I mean I guess its possible to store like 17 stops of scene-linear in a integer format but why would you do that, seems way more efficient to just fit the sensor data into 0-1 and deal with the “desqueezing” later in processing. Made a little visualisation to show how linear scaling effects the code values , aka moving middle grey around. which gives me -8 and +8 stops around middle grey, which I guess would be ok-ish

But if you look at the value distribution it seems pretty nonensensical to allocate bits like that half of all the avaiable bits are just “wasted” between stop +7 and + 8 , while float seems way more suited for this kind of stuff as its precision is going down the higher the values go. Not even just from a sensor technology standpoint, which might or might not be Scene reffered , storing data like this doesnt seem efficient, but maybe they have found a smart way of compressing this stuff I just dont know how and why they would claim its “better than 12bit” if their direct competitor is storing data as 12bit log (Arriraw) , and I never saw arri reffering to their 16bit linear sensor data as scene-linear , just linear .

Could very well be that there are 2 different meanings to “scene-linear” though, maybe what I am looking for is " radiometrically linear " ?

We can’t quite get to radiometrically linear with respect to a tristimulus system, given they inevitably end up photometric. But with that said, that’s my preferred term, and it is synonymous with “scene” linear to the best of my understanding.

I have found folks to get confused over “scene” given that some colour operation can remain more or less radiometrically-like linear, but depart from notions of “scene”.

Yes. And don’t look at those first few stops, as they too will horrify you.

1 Like

An additional point is that while some (particularly still focussed) raw formats may store the linear integer data “as is”, this is not always the case. DNG includes an optional linearisation LUT, allowing non-linear data to be stored and subsequently re-linearised. ARRIRAW is uncompressed, but still uses a 12-bit logarithmic encoding of the data internally to reduce the data rate and make more efficient use of the bits. X-OCN and R3D are “black boxes” which take in linear integer data and can return the same. Their internal workings are not published, but they are both compressed, so one thing we can be sure they are not doing is storing that linear data “as is”.


Thank you all so much I love just grinding this stuff and understanding more!

So basically we cant say sony is using the term “16bit scene-linear” in a wrong way, but its also not very exact to what it actually is and their claims “its so much better than 12bit” is sort of just marketing with no sustance behind it.

I sent a email to sony Pro support asking for clarification as well but I am not getting any answer without providing a venice serial number :wink: I would honestly assume they use some kind of log or float internally for storing and its just “transparent” 16bit scene linear data after processing which as its a blackbox doesnt matter to the end user. just like how prores444 can be used for RGB sources but its still YUV internally…
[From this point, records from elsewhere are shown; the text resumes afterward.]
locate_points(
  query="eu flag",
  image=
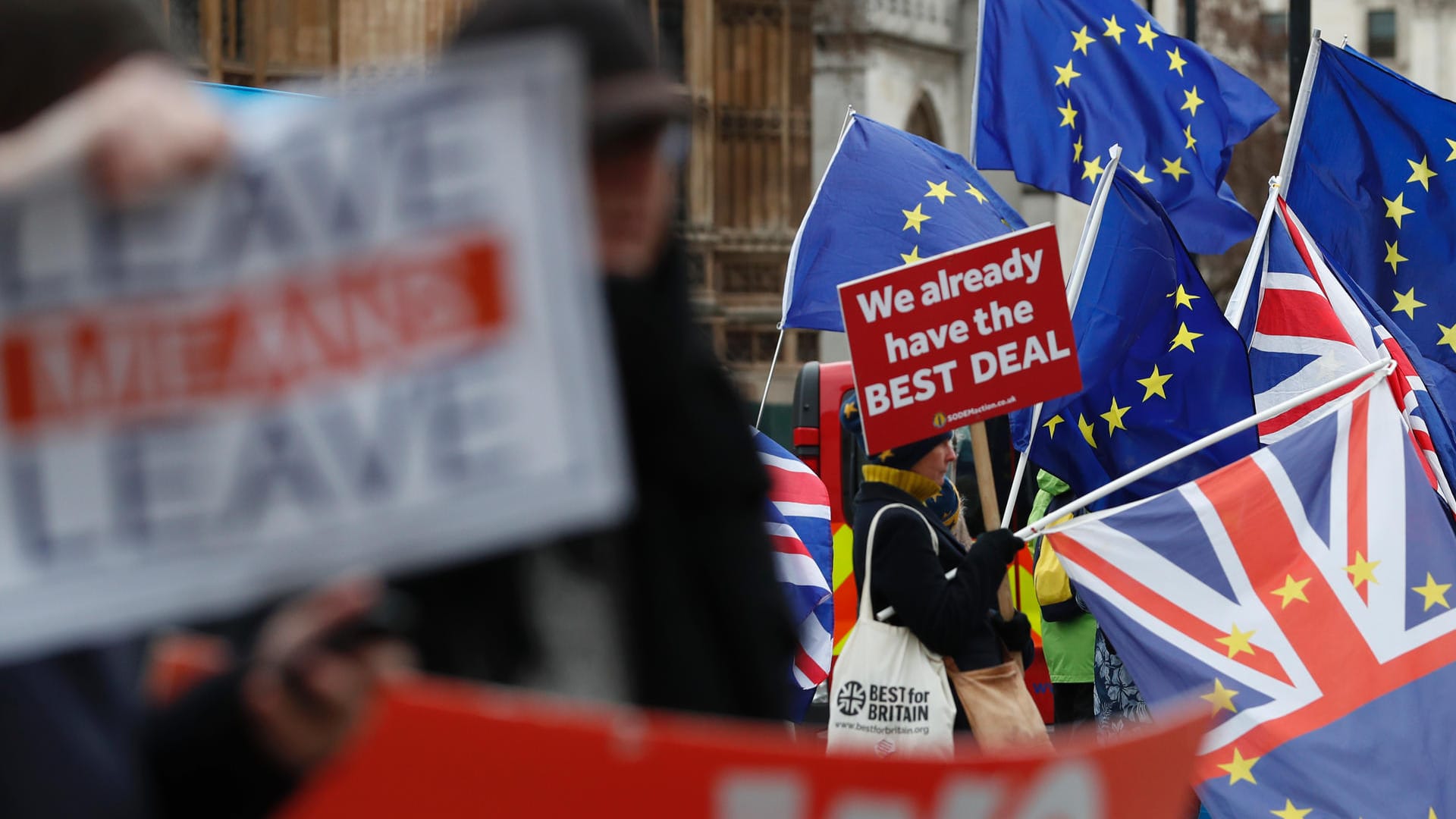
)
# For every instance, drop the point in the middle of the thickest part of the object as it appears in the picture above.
(1063, 80)
(1161, 366)
(1372, 183)
(889, 199)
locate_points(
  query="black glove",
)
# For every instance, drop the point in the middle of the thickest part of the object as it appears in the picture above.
(998, 545)
(1015, 632)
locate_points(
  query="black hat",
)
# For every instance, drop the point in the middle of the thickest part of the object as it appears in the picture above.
(629, 93)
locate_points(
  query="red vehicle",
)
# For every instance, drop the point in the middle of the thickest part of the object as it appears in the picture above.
(824, 447)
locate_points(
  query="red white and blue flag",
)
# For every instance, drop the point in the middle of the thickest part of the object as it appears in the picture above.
(1305, 595)
(802, 553)
(1310, 328)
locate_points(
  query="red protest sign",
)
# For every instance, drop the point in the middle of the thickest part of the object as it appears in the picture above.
(456, 751)
(960, 337)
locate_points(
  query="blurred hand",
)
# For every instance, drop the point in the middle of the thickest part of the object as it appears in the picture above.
(140, 129)
(306, 700)
(1015, 632)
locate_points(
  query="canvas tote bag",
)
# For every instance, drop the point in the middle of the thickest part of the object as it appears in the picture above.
(890, 692)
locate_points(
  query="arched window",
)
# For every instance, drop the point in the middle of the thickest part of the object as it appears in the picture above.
(924, 121)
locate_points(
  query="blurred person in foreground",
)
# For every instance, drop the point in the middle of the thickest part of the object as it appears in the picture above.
(89, 79)
(679, 608)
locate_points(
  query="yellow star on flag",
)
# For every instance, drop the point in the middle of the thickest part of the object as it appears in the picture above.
(1191, 102)
(1395, 209)
(1175, 60)
(1291, 812)
(1147, 36)
(1433, 592)
(1392, 256)
(1448, 335)
(1069, 115)
(1066, 74)
(1222, 700)
(1407, 303)
(1362, 570)
(1237, 642)
(1420, 172)
(1184, 338)
(1052, 425)
(1153, 384)
(1292, 591)
(1175, 168)
(913, 219)
(1239, 768)
(1112, 30)
(1114, 417)
(940, 191)
(1183, 297)
(1082, 41)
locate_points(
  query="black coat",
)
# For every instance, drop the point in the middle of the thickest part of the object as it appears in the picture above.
(951, 617)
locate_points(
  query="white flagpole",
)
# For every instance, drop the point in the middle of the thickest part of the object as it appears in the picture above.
(799, 235)
(1296, 123)
(1375, 372)
(794, 257)
(1079, 273)
(769, 381)
(976, 88)
(1234, 312)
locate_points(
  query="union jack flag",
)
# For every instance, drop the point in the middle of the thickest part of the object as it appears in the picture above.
(802, 553)
(1310, 330)
(1304, 594)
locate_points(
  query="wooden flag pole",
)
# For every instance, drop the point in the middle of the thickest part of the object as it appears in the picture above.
(990, 512)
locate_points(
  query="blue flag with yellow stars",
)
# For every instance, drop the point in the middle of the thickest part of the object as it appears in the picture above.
(1375, 183)
(1063, 80)
(1161, 366)
(889, 199)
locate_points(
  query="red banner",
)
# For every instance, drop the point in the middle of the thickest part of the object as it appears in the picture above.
(453, 751)
(960, 337)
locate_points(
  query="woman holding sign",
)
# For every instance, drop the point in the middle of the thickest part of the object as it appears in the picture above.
(903, 551)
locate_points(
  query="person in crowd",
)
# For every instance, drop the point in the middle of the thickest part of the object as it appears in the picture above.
(679, 608)
(915, 550)
(91, 80)
(949, 504)
(1068, 630)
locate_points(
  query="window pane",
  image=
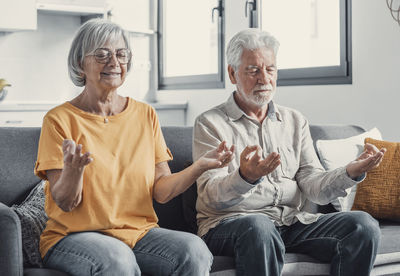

and I learned that there are a lot of definitions out there to whats scene-linear :smile:

I have no knowledge of what Sony are doing or not doing with the 16-bit linear data in X-OCN. All I know is that they are compressing it, and they don’t claim that compression is mathematically lossless.

ARRI say that their sensor captures and processes 16-bit linear data. They just don’t put that in headline marketing material.